Sinusitis means inflammation in the paranasal sinuses. The sinuses are air filled spaces in the face that drain into the nose. “Chronic” means that this inflammation stays for longer than 12 weeks. Many think of chronic sinusitis as “just an infection”, and the “right” or “strongest” antibiotic will fix it. It can also be easy to think of sinusitis as a “plumbing problem”, fixed by opening the clog and allowing infected mucous to drain out.
The reality is that sinusitis is a complex problem with many factors, both genetic and environmental. Bacterial infection and blocked anatomy can play a role in chronic sinus inflammation, and antibiotics and surgery are valuable tools in our treatment toolbox. Instead of trying to “cure” chronic sinusitis, it is more useful to look for ways to manage the inflammation, reduce symptoms, and improve quality of life. The factors leading to uncontrolled sinus inflammation varies among patients. It is important to work with a doctor trained to manage sinus problems to tailor treatment to your own unique situation.

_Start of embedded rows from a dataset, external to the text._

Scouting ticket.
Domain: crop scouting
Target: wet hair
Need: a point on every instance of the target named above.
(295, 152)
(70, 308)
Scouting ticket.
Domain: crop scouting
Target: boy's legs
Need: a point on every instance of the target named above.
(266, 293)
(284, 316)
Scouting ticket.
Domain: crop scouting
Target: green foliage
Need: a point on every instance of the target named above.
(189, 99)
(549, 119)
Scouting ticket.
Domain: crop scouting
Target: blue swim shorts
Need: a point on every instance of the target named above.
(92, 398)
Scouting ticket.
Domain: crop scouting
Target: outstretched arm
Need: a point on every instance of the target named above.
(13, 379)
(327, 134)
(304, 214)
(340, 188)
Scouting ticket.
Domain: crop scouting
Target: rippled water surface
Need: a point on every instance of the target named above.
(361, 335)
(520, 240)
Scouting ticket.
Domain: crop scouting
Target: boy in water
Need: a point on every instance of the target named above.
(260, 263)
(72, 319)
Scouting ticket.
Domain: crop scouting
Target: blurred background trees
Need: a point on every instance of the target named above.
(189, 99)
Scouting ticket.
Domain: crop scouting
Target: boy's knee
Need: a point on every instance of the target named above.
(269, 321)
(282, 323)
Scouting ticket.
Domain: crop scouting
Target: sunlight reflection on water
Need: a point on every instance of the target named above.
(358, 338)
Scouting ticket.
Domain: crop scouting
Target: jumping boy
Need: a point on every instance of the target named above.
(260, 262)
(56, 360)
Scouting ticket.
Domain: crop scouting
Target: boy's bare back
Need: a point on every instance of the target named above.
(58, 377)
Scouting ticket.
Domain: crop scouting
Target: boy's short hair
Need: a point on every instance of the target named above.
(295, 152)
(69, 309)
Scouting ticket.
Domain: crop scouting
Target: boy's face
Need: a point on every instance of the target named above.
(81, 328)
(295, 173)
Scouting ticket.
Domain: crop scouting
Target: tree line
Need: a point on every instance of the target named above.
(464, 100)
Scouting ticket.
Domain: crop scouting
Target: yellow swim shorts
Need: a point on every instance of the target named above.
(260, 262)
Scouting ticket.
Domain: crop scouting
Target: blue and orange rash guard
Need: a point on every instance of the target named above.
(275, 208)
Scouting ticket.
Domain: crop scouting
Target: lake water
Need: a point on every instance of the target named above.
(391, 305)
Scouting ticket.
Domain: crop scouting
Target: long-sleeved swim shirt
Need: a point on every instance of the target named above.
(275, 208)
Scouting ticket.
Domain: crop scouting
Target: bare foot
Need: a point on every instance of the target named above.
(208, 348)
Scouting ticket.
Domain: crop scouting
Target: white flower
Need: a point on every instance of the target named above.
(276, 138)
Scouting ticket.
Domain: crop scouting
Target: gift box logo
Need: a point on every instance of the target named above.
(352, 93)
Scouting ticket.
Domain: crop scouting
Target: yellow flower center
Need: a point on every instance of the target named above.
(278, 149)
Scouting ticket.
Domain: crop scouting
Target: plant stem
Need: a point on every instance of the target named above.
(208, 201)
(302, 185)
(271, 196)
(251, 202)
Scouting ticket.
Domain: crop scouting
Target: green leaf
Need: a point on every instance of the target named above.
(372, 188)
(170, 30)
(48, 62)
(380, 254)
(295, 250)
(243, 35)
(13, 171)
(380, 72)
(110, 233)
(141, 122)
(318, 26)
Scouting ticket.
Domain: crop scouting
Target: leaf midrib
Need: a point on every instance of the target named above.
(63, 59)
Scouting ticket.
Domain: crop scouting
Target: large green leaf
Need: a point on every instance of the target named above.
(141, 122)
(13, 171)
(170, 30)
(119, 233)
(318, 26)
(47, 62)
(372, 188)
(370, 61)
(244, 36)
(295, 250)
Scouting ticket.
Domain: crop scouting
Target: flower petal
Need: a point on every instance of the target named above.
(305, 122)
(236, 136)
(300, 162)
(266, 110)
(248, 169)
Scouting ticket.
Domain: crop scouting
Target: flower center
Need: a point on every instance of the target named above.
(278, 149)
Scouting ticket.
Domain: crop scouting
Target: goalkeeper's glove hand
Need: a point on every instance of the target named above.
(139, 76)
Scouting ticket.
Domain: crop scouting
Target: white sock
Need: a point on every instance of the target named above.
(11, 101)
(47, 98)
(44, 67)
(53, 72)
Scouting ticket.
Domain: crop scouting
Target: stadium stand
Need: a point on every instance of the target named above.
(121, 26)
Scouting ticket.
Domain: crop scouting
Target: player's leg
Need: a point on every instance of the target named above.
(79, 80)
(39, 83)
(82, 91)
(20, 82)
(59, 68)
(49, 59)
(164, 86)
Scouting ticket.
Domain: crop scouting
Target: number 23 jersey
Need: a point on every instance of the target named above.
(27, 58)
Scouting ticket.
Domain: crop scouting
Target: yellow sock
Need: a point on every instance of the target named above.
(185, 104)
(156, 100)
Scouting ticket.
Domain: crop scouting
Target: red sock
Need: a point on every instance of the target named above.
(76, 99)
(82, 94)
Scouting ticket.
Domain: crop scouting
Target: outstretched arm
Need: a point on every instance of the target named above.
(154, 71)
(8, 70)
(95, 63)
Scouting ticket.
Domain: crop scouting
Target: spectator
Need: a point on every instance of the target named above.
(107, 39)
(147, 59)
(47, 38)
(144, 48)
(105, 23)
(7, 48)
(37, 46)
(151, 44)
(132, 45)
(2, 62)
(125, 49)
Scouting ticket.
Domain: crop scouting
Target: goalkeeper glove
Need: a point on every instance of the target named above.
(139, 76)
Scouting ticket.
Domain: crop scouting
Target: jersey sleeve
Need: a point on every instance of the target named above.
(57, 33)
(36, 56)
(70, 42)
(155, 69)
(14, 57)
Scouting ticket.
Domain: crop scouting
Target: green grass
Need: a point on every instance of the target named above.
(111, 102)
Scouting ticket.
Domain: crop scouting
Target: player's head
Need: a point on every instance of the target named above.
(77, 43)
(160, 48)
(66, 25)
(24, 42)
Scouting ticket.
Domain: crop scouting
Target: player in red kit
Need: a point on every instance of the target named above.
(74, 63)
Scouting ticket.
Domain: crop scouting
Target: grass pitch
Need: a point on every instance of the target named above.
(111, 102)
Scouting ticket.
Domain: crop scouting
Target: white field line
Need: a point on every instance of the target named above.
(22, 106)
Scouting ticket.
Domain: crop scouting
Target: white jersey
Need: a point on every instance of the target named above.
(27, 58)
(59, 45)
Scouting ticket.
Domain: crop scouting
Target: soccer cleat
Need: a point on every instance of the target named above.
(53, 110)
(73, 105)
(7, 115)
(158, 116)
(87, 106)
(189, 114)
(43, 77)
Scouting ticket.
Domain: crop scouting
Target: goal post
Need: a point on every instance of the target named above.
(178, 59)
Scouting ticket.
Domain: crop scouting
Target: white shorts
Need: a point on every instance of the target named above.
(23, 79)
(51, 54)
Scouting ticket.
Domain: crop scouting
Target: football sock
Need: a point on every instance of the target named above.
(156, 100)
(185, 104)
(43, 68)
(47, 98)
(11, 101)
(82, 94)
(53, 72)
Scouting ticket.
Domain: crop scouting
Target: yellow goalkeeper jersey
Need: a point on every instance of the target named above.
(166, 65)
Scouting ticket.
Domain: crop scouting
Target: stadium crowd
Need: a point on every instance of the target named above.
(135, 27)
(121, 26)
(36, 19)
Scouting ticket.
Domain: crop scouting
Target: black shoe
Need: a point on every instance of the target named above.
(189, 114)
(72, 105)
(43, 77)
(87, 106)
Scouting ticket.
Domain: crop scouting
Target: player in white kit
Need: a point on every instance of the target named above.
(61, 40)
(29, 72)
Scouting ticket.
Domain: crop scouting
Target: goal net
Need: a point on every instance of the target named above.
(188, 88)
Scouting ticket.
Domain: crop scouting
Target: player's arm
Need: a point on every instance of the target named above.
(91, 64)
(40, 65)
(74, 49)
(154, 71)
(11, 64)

Many people think of chronic sinusitis or “sinus problems” by symptoms that they experience. For some patients this can mean congestion, loss of smell, and thick nasal drainage. For others it is sneezing and itchy eyes. For still others it can be facial pain/pressure, ear fullness, and headache. It is important to remember that these symptoms can sometimes come from other problems and not the sinuses. These include viral upper respiratory infections (“colds”), environmental allergies, TMJ (jaw joint) problems, and headache disorders like migraine and tension.
Diagnosing chronic sinusitis on symptoms alone is hard and inaccurate for even the most skilled doctor. It is important to examine the sinuses to figure out for sure if sinus inflammation is the source of your problems. An Ear Nose and Throat specialists (Otolaryngologist) will usually perform an office nasal endoscopy (look into your nose with a small camera) and/or CT scan to understand what is causing your ongoing symptoms.